PART I
Theory and context in mental health nursing
1
Theoretical Perspectives in Mental Health Nursing
Steven Pryjmachuk
What will I learn in this chapter?
The aim of this chapter is to introduce you to the various, often competing, theories and perspectives that have had an influence on contemporary mental health nursing practice. In doing so, it will be necessary to explore the interrelated concepts of ‘mental health’ and ‘mental illness’, and to look briefly at the history of mental health nursing, its current state of play, and the directions it may take in the future.
After reading this chapter, you will be able to:
- differentiate between the concepts of mental health and mental illness and explain the interrelationships between the two;
- appreciate how the history of mental health nursing impacts on contemporary mental health nursing practice;
- compare and contrast the variety of competing theoretical perspectives that underpin mental health nursing practice, making particular reference to their respective evidence bases;
- reflect upon the questions surrounding mental health nursing’s future direction.
Introduction: What Is Mental Health?
You are obviously reading this because you have an interest in mental health nursing (or, at the very least, mental health), but what exactly is mental health? And why does this book and much of current parlance refer to mental health nursing and not psychiatric nursing? Indeed, those practising in this area who are on the Nursing and Midwifery Council’s statutory register find themselves officially (and legally) Registered Nurses, Mental Health and not ‘Registered Psychiatric Nurses’. Hopefully, you will find some answers to these questions in this chapter although, as a critical reader (which is what we want modern mental health nurses to be), you do not necessarily have to agree with those answers.
To return to our principal question – what is mental health? – take a few moments to consider the questions below.
Reflection Point
Mental health and ill-health
How do you know if you are mentally healthy? What factors do you think influence someone’s mental health?
What’s the relationship between ‘health’ and ‘illness’? Is it possible to define illness without defining health or to define health without knowing what illness is?
One answer to our principal question is provided by the World Health Organisation, which defines mental health as ‘a state of well-being in which the individual realises his or her own abilities, can cope with the normal stresses of life, can work productively and fruitfully, and is able to make a contribution to his or her community’ (WHO, 2001). In using the World Health Organisation’s definition to answer our principal question, we may have opened a can of worms however. Consider the reflection point below.
Reflection Point
Stress and coping
So, according to the World Health Organisation’s definition, is someone mentally ‘unhealthy’ if they can’t cope with the normal stresses of life, work productively or make a contribution to his or her community?
Where does mental illness fit into this picture?
FIGURE 1.1 The mental health/mental illness continuum
One solution to all of this is to consider mental health and mental illness as the two extremes of a continuum. Such a continuum is represented by the double-arrowed bar in Figure 1.1. A continuum is essentially a link between two extremes – normality and mental health problems, in our case – where the transition from one to the other is gradual and seamless. The four discrete columns in Figure 1.1 are an attempt to integrate some commonly used terms into the continuum. Note that although there are solid lines between the discrete columns in Figure 1.1, this is more about a human tendency to ‘pigeonhole’ people than about defining rigid boundaries between categories. Indeed, it can be very difficult at times to distinguish between the categories, especially at the boundary points: at what point does ‘stressed’ become a mild disorder and mild disorder become a mental illness, for example?

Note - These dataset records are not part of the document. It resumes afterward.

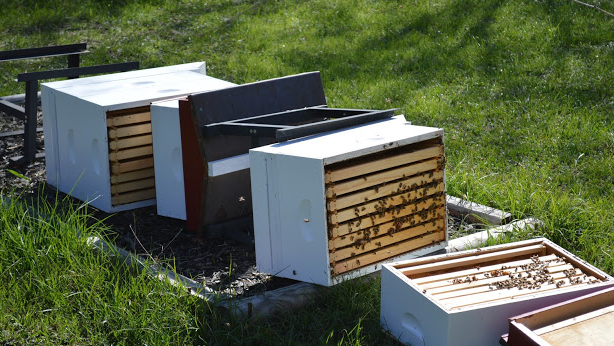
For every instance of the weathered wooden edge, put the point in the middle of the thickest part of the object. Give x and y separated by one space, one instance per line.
477 212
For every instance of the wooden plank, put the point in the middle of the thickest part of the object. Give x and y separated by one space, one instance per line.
352 238
476 259
412 214
136 196
469 253
129 119
387 252
437 280
127 131
134 175
373 180
383 164
485 284
130 142
123 167
497 295
127 111
130 153
364 196
385 240
391 203
133 185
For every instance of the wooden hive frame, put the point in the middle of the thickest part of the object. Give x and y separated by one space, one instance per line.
131 155
383 205
586 320
491 276
466 298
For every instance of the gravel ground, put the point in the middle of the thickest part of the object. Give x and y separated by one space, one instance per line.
221 264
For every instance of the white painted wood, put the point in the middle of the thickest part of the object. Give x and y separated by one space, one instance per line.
289 203
74 118
335 146
478 239
168 162
414 317
477 212
228 165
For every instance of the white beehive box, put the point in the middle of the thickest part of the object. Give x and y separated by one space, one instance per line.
336 205
168 160
98 143
466 298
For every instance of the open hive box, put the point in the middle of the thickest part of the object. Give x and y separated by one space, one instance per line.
334 206
582 321
466 298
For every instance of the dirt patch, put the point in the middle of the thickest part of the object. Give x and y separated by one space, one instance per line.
222 264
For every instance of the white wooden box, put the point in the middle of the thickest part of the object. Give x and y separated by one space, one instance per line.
336 205
98 143
464 298
168 160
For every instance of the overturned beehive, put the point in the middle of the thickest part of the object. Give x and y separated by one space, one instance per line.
131 155
337 205
466 298
98 139
385 204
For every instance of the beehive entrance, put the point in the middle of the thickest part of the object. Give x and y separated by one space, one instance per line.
383 205
130 155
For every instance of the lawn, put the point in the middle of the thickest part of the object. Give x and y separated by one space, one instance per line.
524 91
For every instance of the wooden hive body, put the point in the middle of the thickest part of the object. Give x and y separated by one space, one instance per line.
466 298
583 321
98 141
337 205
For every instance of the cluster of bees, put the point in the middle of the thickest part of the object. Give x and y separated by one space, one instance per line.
398 222
532 276
402 199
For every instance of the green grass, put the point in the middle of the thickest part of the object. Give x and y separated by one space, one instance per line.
523 89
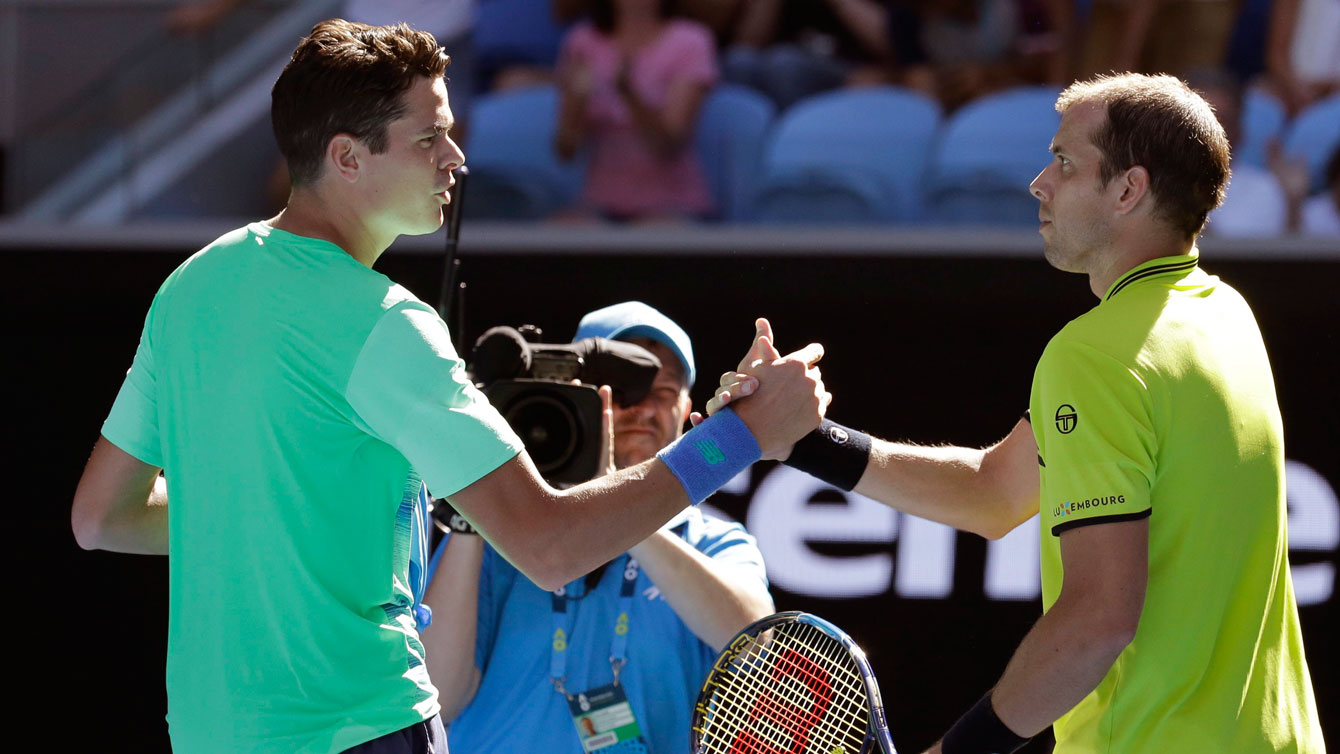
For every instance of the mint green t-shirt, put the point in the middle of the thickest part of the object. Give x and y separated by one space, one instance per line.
1159 403
295 399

The right-hand side of the continuum in Figure 1.1 is associated with terms like ‘mental illness’, ‘mental health problems’ and ‘mental ill health’; terms that are used throughout this book. Another term that fits in with this side of the continuum and one to which we need to give special consideration is mental disorder. It needs special consideration because United Kingdom (UK) law uses it to determine who should be forcibly treated or detained under mental health legislation. All four countries of the UK use the term in this way, though its definition varies from country to country (see Table 1.1); learning disability, for example, is a mental disorder in Scotland and Northern Ireland but not in England and Wales.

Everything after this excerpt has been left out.